Mais um passo importante no processo de modernização do Tribunal de Justiça do Rio de Janeiro (TJRJ) foi dado neste mês com a utilização do sistema eproc no Plantão Judiciário de 1º Grau para as competências cíveis em sentido amplo (Fazenda Pública, Empresarial, Órfãos e Sucessões, Registros Públicos, RCPN, Acidentes do Trabalho, Família, Infância e Juventude não infracional e Idoso), conforme comunicado divulgado pela Administração. 

A medida entrou em vigor em 1º de junho, logo após a conclusão, no fim de maio, da implantação bem-sucedida do sistema eproc nas competências cíveis de todas as serventias da Capital e do Interior. A iniciativa foi conduzida pela Secretaria-Geral de Tecnologia da Informação (SGTEC). A nova etapa contempla as áreas Cível e de Direito Público, com exceção dos Juizados Cíveis e Fazendários e competências criminais que não estão incluídos nesta fase da implantação. 

A medida representa mais um avanço na expansão do eproc na Justiça fluminense, dando continuidade ao processo de modernização e digitalização dos serviços judiciais em todo o estado. 

Entenda as mudanças:

Com a implantação do Plantão do 1º Grau a partir do dia 1º de junho, as matérias que já tramitam no sistema eproc deixam de ser protocoladas no Portal de Serviços e passam a ser distribuídas no próprio sistema eproc. Para encaminhar demandas urgentes ao Plantão Judiciário do eproc, o usuário dispõe de duas vias: o peticionamento inicial e o peticionamento intercorrente.

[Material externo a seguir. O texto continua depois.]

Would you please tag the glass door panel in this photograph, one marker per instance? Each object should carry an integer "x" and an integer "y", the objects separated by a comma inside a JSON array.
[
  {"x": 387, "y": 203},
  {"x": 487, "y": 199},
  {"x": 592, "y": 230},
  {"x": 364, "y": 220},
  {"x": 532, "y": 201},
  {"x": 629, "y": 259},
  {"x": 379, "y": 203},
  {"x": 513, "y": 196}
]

Assim, nos casos de novos processos com demandas urgentes que precisem ser distribuídos e apreciados em horário de plantão, bem como nos casos de processos em tramitação no DCP ou no PJe, deve ser utilizado o peticionamento inicial. No entanto, quando o processo já estiver em tramitação no eproc e surgir demanda passível de apreciação em regime de plantão, deverá ser utilizado o peticionamento intercorrente. Já nas competências ainda não implantadas no sistema eproc, como Criminal, Violência Doméstica, Infância Infracional e Juizados, permanece a utilização do sistema legado DCP.